Australia's 'seamless economy' reform in tatters
- Date:03 Feb 2012
- Type:Media Release
The states and territories have failed to make any real progress in delivering crucial reforms to the liability burden carried by Australia’s 2.1 million directors.
The annual progress report by the COAG Reform Council has found that there has been “poor progress made” on critical reforms to the imposition of personal criminal liability on company directors and that they are at serious risk of not being achieved.
The state, territory and Commonwealth governments’ attempts at a nationally consistent approach on director liability reform, in an effort to deliver a seamless national economy, can be judged only as a complete failure.
The Council says that these important reforms, with significant potential benefits to the Australian economy, are at risk, and that a significant effort is required to bring them back on track due to poor progress made to date.
“We agree with the Reform Council that urgent steps have to be taken by all governments to achieve these crucial reforms that could have a far reaching benefit for the economy and jobs,” said Australian Institute of Company Directors CEO and Managing Director, John Colvin.
Mr Colvin said there has been a clear lack of leadership and lack of commitment to make the necessary fundamental reforms.
“This is having a real impact on business and the economy, with sub-optimal decisions being made due to the levels of liability risk faced by directors.”
A Company Directors 2010 survey found that:
- More than 90 per cent of the surveyed directors believed that personal liability had an impact on optimal business decision-making or outcomes; and
- Sixty five per cent said this risk of personal liability caused them or their board to take an overly cautious approach to business decision-making, either frequently or occasionally.
There are currently around 700 state and territory laws, not including federal legislation, which impose personal liability on company directors.
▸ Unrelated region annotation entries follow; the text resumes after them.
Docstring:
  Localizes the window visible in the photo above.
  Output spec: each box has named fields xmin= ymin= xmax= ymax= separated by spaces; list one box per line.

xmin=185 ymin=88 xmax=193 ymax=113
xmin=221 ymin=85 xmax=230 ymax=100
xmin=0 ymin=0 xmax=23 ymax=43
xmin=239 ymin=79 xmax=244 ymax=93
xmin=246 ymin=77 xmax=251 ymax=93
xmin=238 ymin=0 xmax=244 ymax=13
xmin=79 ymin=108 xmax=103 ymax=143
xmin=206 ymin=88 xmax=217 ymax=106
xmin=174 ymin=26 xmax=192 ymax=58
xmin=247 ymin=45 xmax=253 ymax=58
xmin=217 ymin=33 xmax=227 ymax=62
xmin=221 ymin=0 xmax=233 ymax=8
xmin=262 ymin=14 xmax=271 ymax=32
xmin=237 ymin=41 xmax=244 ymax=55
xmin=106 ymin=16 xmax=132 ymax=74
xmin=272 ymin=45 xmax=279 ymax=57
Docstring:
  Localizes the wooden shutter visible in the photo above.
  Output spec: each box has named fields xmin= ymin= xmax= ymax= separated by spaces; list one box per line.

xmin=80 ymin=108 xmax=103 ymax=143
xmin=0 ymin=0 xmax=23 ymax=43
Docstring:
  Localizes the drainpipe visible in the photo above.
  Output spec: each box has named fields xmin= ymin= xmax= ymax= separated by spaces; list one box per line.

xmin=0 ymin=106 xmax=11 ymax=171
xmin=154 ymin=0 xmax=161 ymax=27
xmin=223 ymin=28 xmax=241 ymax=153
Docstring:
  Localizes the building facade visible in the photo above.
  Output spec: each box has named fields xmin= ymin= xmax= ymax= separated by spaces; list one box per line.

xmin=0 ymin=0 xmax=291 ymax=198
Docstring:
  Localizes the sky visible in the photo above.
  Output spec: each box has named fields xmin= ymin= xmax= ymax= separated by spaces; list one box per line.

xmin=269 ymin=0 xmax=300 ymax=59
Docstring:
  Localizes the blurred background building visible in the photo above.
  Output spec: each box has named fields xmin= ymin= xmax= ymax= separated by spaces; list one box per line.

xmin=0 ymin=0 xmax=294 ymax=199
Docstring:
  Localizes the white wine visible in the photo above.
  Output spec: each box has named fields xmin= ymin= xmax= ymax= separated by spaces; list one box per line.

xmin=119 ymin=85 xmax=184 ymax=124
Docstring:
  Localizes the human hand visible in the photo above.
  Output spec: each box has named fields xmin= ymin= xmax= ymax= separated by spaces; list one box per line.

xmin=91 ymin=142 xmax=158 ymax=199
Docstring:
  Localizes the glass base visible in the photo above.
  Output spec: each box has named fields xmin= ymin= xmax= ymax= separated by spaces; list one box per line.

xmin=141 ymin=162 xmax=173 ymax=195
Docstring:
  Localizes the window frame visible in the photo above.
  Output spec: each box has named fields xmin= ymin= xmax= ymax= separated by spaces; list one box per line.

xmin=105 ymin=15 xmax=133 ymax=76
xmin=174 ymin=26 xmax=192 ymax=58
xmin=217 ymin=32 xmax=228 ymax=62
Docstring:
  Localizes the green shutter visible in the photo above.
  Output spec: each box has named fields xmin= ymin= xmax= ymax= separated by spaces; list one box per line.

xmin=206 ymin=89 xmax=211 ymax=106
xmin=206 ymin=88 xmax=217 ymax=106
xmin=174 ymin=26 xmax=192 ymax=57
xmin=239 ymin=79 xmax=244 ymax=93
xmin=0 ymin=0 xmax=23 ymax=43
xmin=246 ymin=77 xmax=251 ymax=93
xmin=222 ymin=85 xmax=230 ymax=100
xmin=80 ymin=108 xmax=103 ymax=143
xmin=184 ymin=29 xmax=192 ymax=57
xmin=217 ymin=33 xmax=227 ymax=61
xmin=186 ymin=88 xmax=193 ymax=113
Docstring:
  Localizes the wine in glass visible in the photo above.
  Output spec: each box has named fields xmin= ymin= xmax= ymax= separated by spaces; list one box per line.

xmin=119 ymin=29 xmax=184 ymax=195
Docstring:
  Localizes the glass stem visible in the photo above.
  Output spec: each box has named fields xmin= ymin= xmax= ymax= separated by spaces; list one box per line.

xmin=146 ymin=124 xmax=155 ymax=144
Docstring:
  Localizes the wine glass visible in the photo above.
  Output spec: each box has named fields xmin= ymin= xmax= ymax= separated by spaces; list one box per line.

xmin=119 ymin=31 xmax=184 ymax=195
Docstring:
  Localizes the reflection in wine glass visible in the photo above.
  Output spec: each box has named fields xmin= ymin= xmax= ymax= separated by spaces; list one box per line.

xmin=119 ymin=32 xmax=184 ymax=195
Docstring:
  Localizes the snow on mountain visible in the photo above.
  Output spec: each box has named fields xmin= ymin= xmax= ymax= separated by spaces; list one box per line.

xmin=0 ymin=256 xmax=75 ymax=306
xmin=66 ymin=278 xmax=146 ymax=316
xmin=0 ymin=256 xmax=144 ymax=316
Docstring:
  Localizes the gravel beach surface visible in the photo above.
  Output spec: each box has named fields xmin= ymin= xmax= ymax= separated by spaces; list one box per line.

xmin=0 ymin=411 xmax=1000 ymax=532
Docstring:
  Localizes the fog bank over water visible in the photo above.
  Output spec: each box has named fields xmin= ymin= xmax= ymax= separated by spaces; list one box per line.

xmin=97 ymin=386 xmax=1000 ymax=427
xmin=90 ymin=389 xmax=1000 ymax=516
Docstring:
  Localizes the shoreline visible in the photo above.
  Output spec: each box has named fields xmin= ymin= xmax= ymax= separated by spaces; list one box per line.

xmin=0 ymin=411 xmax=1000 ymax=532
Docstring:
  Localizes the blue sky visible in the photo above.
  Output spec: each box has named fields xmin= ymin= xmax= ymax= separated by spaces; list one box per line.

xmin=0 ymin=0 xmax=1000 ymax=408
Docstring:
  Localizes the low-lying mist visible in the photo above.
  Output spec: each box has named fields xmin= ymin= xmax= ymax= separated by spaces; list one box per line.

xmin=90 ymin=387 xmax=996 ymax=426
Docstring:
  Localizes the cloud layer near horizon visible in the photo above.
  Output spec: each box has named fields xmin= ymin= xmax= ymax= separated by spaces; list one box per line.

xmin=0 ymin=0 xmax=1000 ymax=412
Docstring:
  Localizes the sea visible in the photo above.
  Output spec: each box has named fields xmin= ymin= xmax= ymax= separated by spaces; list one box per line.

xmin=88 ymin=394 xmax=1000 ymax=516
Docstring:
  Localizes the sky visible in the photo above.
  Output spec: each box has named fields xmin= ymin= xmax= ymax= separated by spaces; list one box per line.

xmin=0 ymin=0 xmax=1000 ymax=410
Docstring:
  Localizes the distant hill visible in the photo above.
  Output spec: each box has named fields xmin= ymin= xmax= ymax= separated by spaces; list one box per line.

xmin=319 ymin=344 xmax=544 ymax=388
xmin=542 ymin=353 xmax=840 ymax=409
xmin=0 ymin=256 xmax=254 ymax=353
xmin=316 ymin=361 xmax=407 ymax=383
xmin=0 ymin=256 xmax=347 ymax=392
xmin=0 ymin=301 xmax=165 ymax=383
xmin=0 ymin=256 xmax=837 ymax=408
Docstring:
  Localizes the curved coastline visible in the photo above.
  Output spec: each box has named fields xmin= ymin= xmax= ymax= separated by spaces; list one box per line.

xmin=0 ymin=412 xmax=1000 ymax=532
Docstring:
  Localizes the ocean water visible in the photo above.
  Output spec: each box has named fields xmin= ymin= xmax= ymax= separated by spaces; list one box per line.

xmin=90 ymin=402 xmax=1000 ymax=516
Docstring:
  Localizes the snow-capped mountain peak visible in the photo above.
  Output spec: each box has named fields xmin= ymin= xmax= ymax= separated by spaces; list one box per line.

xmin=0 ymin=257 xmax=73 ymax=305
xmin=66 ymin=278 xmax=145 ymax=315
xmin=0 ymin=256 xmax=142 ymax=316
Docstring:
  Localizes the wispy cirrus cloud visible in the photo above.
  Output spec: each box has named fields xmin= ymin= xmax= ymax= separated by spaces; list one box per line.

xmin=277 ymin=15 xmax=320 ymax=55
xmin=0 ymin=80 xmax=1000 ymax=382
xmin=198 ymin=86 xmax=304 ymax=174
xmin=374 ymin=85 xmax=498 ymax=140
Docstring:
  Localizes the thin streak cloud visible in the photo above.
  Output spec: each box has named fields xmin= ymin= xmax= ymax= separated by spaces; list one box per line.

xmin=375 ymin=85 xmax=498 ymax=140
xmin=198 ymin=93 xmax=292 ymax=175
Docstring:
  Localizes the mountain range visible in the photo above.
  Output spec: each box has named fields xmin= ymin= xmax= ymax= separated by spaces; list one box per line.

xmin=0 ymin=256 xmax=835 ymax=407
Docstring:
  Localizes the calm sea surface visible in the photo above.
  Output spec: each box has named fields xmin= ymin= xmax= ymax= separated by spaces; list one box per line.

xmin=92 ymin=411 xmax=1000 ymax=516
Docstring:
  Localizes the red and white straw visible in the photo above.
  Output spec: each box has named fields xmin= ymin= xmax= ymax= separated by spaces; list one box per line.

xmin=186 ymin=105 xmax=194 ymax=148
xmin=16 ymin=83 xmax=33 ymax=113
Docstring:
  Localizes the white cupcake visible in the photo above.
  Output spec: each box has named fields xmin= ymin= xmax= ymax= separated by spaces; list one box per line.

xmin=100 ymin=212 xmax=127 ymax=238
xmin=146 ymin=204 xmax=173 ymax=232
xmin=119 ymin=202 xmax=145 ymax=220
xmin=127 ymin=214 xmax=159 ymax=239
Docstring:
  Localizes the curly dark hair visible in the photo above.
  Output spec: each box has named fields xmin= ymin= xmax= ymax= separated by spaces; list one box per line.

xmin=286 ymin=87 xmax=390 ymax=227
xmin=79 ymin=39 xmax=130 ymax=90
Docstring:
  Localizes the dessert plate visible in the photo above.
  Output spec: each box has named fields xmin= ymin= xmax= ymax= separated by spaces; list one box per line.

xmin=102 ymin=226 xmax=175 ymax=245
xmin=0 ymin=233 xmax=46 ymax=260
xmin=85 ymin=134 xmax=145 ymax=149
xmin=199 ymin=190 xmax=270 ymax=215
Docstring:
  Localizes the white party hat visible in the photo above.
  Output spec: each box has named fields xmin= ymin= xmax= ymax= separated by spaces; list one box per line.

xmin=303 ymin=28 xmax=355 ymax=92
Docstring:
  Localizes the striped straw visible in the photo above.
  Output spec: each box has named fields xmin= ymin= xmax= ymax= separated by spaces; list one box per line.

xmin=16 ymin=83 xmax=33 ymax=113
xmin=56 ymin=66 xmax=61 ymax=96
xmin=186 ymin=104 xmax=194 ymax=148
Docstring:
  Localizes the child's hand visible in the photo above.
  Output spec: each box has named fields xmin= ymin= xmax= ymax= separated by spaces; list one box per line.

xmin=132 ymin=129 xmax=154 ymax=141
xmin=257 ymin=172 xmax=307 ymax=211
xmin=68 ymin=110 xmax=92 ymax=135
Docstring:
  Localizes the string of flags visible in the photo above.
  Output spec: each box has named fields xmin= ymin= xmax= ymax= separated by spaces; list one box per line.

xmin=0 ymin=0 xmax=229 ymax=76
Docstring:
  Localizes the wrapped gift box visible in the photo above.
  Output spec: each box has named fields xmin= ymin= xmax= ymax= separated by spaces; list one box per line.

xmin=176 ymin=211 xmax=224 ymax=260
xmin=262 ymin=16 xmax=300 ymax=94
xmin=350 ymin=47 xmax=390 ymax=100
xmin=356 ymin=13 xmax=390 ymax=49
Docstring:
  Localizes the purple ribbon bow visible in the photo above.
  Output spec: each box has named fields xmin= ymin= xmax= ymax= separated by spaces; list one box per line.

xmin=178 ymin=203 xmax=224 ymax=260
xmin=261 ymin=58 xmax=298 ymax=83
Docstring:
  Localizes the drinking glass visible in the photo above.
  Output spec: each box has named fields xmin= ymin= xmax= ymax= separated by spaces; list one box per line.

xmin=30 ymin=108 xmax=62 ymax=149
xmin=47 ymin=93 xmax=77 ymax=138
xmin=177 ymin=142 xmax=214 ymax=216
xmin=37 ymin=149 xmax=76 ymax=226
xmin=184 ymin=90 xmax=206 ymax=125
Directors across the country are forced to make vital decisions for the ongoing development and existence of commercial, charitable and public organisations while being exposed to unwarranted levels of derivative liability.
Corrs Chambers Westgarth, engaged by the COAG Reform Council to carry out a progress review of the reform process, also found glaring problems in the implementation across the states and territories. Some of the more significant issues include:
- All jurisdictions, except Queensland, failed to consider all applicable liability provisions, and as a result excluded a large number of these provisions from their audits of liability legislation; and
- Half of the COAG principles were consistently applied incorrectly; and
- Governments have overwhelmingly relied on the escape clause of a broadly interpreted “compelling public policy reasons” to retain liability provisions.
“After four years of so-called reform, of all the derivative personal criminal liability provisions across Australia only 20 have been repealed – less than three per cent,” John Colvin said.
“It seems incredible that in the current economic climate the state and territory governments would be dragging their feet. After years of talk and little action, the lack of achievement on these reforms is particularly disappointing, especially given that Company Directors has even provided our own set of principles that could be adopted to help address the inadequacy of the current framework.”
“Our principles have been developed in consultation with some of the nation’s leading legal minds and include a model legislative provision, which allocates an appropriate burden of personal criminal liability while continuing to impose legal responsibility in cases of compelling public importance.”
Mr Colvin said that Company Directors’ straightforward and practical reform model would ensure that where director liability provisions were appropriate, directors would be liable only where they have knowingly authorised or recklessly permitted a breach.
“Even if the states and territories somehow managed to meet the COAG milestones they would still not be achieving much, as the flawed COAG principles and their application allow the states and territories to avoid genuine reform,” he said.
“The best way to address these problems now is to end this charade and complete the re-audit process using our model. We shouldn’t be burdening Australian directors with inconsistent, unrealistic and oppressive laws and we shouldn’t be making Australia an unfriendly place to do business.”
John Colvin expressed unequivocal support for the Reform Council’s calls for more robust targets that governments have to meet in order to qualify for the hundreds of millions of dollars in reward payments.
“The current feeble milestone of ‘developing a legislative plan’ by December should be replaced with a concrete requirement to actually enact legislation that achieves real reform or else have the payments to states and territories withheld,” he said.
“The purpose of these reforms is to achieve real economic reform, not undertake another box-ticking exercise, and the failure to make genuine progress should not be rewarded under any circumstances. Governments must agree on the new set of principles to deliver real reform, as the current liability laws are an economic disincentive that has a damaging impact on investment and jobs.”